Thursday, 1 March 2018

The fine print

A couple of extra thoughts on the budget....

I suggested in yesterday's post that Finance Minister Bill Morneau had "given up" on any efforts at a crackdown on tax avoidance.  The Toronto Star begs to differ, here.  Other media outlets are not making so much of this, but the Star has been running articles about this subject for years, and is now trying to claim the credit, running the story under its "Star Gets Action" byline.

The headline on the article is entirely misleading.  Only one of the six measures hidden in the fine print of the budget papers is actually directed at the banks; the remainder are aimed at various techniques individual taxpayers have been using.  There's nothing here about the biggest and arguably unfairest loophole of all, the favourable treatment of stock options.  Overall, the government hopes to earn slightly less than a billion dollars from this supposed crackdown by 2022, which is fairly insignificant in the grand scheme of things. 
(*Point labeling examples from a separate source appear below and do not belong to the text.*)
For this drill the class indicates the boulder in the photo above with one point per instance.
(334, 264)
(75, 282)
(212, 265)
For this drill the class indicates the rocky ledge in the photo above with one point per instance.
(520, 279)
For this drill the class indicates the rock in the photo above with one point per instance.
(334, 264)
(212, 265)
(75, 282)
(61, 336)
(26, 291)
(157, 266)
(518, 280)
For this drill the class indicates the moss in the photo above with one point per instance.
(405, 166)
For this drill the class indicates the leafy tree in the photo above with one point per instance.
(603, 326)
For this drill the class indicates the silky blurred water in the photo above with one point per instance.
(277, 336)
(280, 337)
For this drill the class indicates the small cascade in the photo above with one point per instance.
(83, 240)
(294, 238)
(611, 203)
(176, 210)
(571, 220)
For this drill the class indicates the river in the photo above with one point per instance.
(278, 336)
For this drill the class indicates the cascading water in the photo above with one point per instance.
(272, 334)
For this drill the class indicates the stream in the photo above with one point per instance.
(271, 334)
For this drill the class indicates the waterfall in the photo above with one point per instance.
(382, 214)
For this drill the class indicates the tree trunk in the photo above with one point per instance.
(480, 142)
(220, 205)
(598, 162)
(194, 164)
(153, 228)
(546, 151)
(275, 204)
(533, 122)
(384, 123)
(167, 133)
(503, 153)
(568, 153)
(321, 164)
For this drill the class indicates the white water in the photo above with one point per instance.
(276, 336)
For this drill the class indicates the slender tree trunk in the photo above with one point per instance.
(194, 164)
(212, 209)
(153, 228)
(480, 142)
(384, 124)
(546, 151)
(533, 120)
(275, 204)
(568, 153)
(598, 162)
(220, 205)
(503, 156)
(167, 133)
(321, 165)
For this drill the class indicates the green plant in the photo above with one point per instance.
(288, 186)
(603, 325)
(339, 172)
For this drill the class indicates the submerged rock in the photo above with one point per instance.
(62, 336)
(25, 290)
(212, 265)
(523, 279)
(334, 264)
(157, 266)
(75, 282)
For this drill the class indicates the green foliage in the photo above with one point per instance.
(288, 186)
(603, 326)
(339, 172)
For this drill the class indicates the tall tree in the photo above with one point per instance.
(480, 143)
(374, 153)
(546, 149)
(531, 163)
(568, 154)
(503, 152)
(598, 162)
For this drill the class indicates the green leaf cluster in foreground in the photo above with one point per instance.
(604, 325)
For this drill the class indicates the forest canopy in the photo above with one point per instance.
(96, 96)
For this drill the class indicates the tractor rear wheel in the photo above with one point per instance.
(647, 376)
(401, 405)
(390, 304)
Separately, Morneau has been trying to rein in expectations that the government will roll out a true national pharmacare plan in the next year or two. The way that prescription drugs are paid for differs from Province to Province, since healthcare is a provincial responsibility, but in general some people h get their prescriptions paid for by the government (mostly seniors); some have private insurance policies that pay all or part of the cost; and some are on their own.

It now seems that the government is only going to "fill in the gaps" in coverage, that is, to find a way to provide financial help to those currently without either public or private coverage.  This does not seem like a good idea.  One of the claimed benefit of a national prescription drug plan is that it would allow the government, as a monopsonistic buyer, to secure much lower prices from the drug companies than the present patchwork approach achieves.  A partial plan would be unlikely to achieve such benefits.  Moreover, the existence of a public plan as a sort of backstop might induce employers and insurers to narrow the scope of their drug plans or increase the premiums, as a way of driving more people onto the new government plan.  This doesn't seem to be well thought-out, and the government's pharmacare "czar", Eric Hoskins, may have his work cut out for him.

And finally, today we hear that President Trump is about to impose big tariffs on imports of steel and aluminum, which would devastate what little is left of that Canadian metals industry.  Still think that $3 billion contingency in the budget will get you through, Mr Morneau?